A volta simbólica da mãe da Barbie aos negócios

Em 1997, Jim Barad assumiu o cargo de CEO da Mattel, uma das primeiras mulheres a ocupar tal posição em uma grande empresa. Durante a sua passagem pela companhia, ela presenciou a ascensão das mulheres a grandes cargos corporativos, além de entender a importância dessas profissionais para o sucesso da Barbie.

Como forma de reconhecer a mulher que lutou para que a boneca se tornasse o fenômeno que atravessou gerações, ela convidou Ruth Handler de volta à Mattel, mais de vinte anos após o seu afastamento formal: "As pessoas ficaram muito empolgadas de ver a fundadora do que era a razão do nosso trabalho", disse Jim, em entrevista à Netflix.

Ruth faleceu pouco tempo depois, em 2002, aos 85 anos, mas seu legado jamais será esquecido. Foi graças a ela que, hoje, meninos e meninas podem brincar com a Barbie, dar asas à imaginação e sonhar em ser tudo aquilo que eles desejarem.
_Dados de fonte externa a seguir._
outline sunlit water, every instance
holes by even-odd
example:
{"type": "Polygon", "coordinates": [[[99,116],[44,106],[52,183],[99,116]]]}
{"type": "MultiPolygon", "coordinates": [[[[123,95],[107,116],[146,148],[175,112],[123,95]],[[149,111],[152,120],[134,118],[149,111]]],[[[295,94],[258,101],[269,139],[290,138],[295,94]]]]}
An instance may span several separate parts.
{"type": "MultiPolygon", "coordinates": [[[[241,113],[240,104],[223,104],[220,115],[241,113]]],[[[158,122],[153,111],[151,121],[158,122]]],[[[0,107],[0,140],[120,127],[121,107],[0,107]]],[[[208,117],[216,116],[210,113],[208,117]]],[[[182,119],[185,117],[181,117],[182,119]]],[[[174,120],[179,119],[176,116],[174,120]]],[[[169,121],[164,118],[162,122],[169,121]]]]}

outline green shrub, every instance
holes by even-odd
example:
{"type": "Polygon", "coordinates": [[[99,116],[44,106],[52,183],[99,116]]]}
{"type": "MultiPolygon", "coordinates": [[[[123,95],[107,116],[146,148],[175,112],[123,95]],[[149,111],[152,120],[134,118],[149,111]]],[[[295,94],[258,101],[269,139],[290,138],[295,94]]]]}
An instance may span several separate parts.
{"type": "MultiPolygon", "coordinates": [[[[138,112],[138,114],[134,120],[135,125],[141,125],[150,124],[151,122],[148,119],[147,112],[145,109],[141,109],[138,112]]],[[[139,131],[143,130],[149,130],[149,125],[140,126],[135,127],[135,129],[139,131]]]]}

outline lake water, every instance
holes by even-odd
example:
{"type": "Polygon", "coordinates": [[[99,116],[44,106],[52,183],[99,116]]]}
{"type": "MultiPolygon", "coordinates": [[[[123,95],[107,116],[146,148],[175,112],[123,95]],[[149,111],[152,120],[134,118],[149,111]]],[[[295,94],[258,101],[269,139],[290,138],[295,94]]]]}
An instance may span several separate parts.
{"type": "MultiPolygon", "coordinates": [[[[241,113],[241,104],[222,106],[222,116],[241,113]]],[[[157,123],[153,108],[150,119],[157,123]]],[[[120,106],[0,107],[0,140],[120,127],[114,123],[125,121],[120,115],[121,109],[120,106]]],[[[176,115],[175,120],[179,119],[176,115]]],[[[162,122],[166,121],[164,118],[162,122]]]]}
Em "Barbie", o universo dos brinquedos ganha vida por meio da interpretação de Margot Robbie e Ryan Gosling, que dão vida, respectivamente, à Barbie e ao Ken. No longa, a dupla parte rumo ao Mundo Real, logo depois que a boneca passa a apresentar alguns "defeitos" na Barbielândia.

O filme é dirigido por Greta Gerwig, cineasta que esteve à frente de sucessos como "Lady Bird: A Hora de Voar" (2017) e "Adoráveis Mulheres" (2019). A produção é o primeiro live-action inspirado na famosa boneca, que já foi tema de muitos longas-metragens em animação.

Com roteiro de Noah Baumbach, "Barbie" segue em cartaz, exclusivamente nos cinemas.